The following two graphs (both from Oxfam) indicate, respecively, that the percentage increase in the share of income going to the richest one percent in the USA has risen approximately 140% from 1980 to 2012, and at an even faster rate in the past four years than in the previous twenty-eight.









The Oxfam authors, as displayed below, have found a strong correlation between financial deregulation and income share of the top 1%.



This is of little concern at this year's annual World Economic Forum in Davos, Switzerland, where we read

“It used to be just bankers that were bashed,” the chief executive of a large European consumer goods company said with a sigh after coming out of his morning trance. He spoke on condition of anonymity, perhaps not wanting to seem as if he was complaining. “Now it’s all of us.”

Oh, how frightful. David Atkins remarks

If the Davos crowd wants to keep the current order that has made them so wealthy, they need to work on making it fairer for everyone. That means not just making it easier for a few lucky poor people to become rich, but also vastly improving the lives of all those in the poor and middle class who don't hit the lucky jackpot. Otherwise, sooner or later the current order will be replaced--peacefully or otherwise--with something better that actually provides results.

If only.  Robert Reich identifies three reasons there is no revolution in the USA, why there isn't "more of a ruckus."  As jobs and wages are lost, economic insecurity has grown, resulting in a working class "paralyzed with fear."  With the decline of unions, the major means of workers organizing and protecting themselves has all but disappeared.

Students, Reich recalls, were a major force of social change in decades past but now are laden with debt and face a daunting job market and therefore "don't want to make a ruckus." Further, the American public generally "has become so cynical about government that many no longer think reform is possible" (and no doubt want to steer clear of a "ruckus"),

There are other factors, including a lingering belief in get-rich-quick schemes, now known as "lotteries" and "gambling" (more disingenuously, "gaming").  While some workers believe that, someday, they may get lucky and strike it rich, even more workers buy into the myth, sans adequate wages or benefits, that they are part of a "team."  Author Edward McClelland describes a tour given by retired United Steelworkers official "Oil Can Eddie" Sadlowski in which

In the parking lot of the ironworkers’ hall, I noticed that most of the apprentices were driving brand-new pickup trucks — Dodge Rams with swollen hoods and quarter panels, a young man’s first purchase with jackpot union wages.

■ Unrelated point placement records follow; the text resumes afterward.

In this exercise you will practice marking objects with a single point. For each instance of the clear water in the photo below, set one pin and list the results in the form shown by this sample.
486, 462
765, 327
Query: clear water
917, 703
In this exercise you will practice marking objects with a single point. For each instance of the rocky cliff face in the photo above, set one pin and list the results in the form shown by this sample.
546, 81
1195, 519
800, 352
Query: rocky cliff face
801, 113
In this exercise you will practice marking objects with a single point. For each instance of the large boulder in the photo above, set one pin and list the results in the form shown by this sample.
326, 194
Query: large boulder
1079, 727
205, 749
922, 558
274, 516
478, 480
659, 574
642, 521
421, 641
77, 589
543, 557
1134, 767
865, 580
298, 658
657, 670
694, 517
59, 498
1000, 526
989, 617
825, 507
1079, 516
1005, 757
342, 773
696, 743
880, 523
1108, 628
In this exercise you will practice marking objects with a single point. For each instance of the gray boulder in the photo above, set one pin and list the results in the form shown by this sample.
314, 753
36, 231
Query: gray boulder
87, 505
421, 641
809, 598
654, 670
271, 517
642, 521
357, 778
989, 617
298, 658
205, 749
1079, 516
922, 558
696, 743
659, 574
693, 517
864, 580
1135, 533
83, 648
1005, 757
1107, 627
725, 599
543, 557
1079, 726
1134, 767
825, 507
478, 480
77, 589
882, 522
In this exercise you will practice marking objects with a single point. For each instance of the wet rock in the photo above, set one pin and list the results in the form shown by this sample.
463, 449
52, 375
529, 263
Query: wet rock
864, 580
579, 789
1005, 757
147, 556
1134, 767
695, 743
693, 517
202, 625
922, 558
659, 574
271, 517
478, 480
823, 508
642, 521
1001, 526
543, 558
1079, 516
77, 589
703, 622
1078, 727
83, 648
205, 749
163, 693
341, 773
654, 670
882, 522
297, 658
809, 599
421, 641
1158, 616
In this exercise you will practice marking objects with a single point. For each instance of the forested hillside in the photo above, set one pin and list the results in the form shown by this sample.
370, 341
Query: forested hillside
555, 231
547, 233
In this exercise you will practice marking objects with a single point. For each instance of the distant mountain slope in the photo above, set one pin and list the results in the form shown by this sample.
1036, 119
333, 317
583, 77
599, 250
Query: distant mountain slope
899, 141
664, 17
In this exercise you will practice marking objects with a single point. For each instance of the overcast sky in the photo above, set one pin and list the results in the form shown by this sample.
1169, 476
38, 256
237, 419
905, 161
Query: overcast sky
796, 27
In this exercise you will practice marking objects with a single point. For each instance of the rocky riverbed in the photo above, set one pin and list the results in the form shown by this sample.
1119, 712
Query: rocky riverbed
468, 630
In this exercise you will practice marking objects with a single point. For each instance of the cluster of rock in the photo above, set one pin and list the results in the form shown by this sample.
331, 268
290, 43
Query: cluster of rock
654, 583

Meanwhile, I knew college graduates who earned $9.50 an hour as editorial assistants, or worked in bookstores for even less. None seemed interested in forming a union. So I asked Sadlowski why white-collar workers had never embraced the labor movement as avidly as blue-collar workers.

“The white-collar worker has kind of a Bob Cratchit attitude,” he explained. “He feels he’s a half-step below the boss. The boss says, ‘Call me Harry.’ He feels he’s made it. You go to a shoe store, they got six managers. They call everybody a manager, but they pay ’em all shit.”